Im Allgemeinen ist der freie und unabhängige Journalismus nicht auf ein Land beschränkt. Es ist der Schlüssel zum Weltfrieden und zur Gleichheit.

Diktaturen unterdrücken die Freiheit der Rede und der Medien nicht nur mit Haft und Mord. Sie nutzen auch ihre Macht, um starke Medien und Journalisten wirtschaftlichen Schwierigkeiten auszusetzen. Man muss viel Arbeit in internationalen Institutionen leisten, um Medien und Journalisten zu unterstützen und zu ermutigen.

Wenn Journalisten erkennen, dass die Meinungsfreiheit auf seiner Seite ist, arbeitet er mit großem Mut für Wahrheit und Gerechtigkeit. Gleichzeitig können Diktaturen geschwächt werden.

Auf diese Weise, glaube ich, können Diktaturen geschwächt werden.

Wenn Diktatoren machtlos sind, gibt es Redefreiheit.

Wie empfindest Du die Meinungs- und Pressefreiheit hier in Deutschland?

Die Meinungsfreiheit in Deutschland ist erstaunlich. Neben den Medien gibt es viele Menschenrechtsorganisationen. Das deutsche System und die Rechtsstaatlichkeit garantieren die Meinungsfreiheit. Deshalb ist Deutschland ein mächtiges Land.

Was kann jede*r Einzelne tun, um die Meinungs- und Pressefreiheit in seiner unmittelbaren Lebenswirklichkeit zu stärken?

Jede*r sollte seine Rechte und Pflichten kennen. Das Recht auf freie Meinungsäußerung wird gestärkt, wenn ihm beigebracht wird, seine Rechte und Pflichten zu kennen. Wenn man sich seiner Rechte und Pflichten voll bewusst ist, kann man für Gedankenfreiheit kämpfen. Wenn jeder für seine Rechte arbeitet, verschwinden Morde, Verhaftungen und Verfolgung. Die Menschen können in Frieden leben, wo immer sie wollen. Wenn Menschen sich frei ausdrücken können, können sie eine Welt des Friedens, der Liebe und des Glücks schaffen. Mit Hilfe des Schöpfers.

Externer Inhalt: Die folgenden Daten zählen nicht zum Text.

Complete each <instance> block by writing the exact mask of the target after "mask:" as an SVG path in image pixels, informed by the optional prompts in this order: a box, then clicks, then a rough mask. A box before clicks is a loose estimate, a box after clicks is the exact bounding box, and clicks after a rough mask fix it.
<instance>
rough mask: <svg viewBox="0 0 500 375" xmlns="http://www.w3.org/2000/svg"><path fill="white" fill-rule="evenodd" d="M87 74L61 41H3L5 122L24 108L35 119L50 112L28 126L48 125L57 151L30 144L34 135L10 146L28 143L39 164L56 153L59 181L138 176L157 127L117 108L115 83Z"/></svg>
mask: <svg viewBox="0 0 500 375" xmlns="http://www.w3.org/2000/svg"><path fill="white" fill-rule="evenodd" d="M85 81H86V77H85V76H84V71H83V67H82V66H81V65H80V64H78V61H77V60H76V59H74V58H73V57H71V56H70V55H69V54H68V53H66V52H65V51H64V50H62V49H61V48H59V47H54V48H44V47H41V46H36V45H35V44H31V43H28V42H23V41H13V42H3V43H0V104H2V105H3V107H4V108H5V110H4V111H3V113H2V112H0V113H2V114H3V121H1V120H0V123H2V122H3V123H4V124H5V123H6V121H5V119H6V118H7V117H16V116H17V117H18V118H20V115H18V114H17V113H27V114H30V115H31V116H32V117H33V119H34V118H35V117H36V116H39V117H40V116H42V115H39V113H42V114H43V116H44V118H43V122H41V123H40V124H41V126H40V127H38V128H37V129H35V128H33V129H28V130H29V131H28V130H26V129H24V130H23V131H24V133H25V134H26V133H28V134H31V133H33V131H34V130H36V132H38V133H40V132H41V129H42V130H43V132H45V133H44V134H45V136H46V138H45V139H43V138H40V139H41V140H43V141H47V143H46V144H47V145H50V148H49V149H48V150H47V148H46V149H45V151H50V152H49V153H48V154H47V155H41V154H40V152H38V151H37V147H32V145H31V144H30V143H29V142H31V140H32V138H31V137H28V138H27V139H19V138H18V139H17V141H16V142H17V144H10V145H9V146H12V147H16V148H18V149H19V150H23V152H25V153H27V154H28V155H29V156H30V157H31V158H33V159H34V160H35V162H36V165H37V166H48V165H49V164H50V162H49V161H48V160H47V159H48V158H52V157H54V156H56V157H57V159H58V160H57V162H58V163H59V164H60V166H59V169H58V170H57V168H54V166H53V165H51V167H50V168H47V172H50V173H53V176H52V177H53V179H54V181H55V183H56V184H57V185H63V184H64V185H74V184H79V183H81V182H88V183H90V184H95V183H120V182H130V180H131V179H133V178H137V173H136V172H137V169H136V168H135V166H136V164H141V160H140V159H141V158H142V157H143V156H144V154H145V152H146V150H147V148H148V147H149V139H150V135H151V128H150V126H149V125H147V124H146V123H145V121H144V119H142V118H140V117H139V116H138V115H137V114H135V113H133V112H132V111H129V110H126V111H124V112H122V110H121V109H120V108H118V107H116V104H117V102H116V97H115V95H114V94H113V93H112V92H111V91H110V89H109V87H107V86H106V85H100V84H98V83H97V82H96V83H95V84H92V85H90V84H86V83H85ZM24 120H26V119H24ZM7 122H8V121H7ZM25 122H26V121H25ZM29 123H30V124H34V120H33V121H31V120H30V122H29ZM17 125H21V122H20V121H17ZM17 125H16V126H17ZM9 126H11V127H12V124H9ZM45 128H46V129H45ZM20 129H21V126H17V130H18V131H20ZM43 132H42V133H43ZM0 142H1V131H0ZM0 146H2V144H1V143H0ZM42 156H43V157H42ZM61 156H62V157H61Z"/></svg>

PEN setzt sich seit Jahrzehnten für verfolgte, unterdrückte und zur Flucht gezwungene Schriftstellerinnen und Schriftsteller sowie Journalisten und Verleger ein. PEN International ist beratendes Mitglied in der UN-Kommission für Menschenrechte und der UNESCO. Dr. Regula Vensk ist Präsidentin des Schriftstellerverbandes PEN-Zentrum Deutschland und Präsidiumsmitglied von PEN International, in dem 146 Schriftstellerverbände in über 100 Ländern organisiert sind.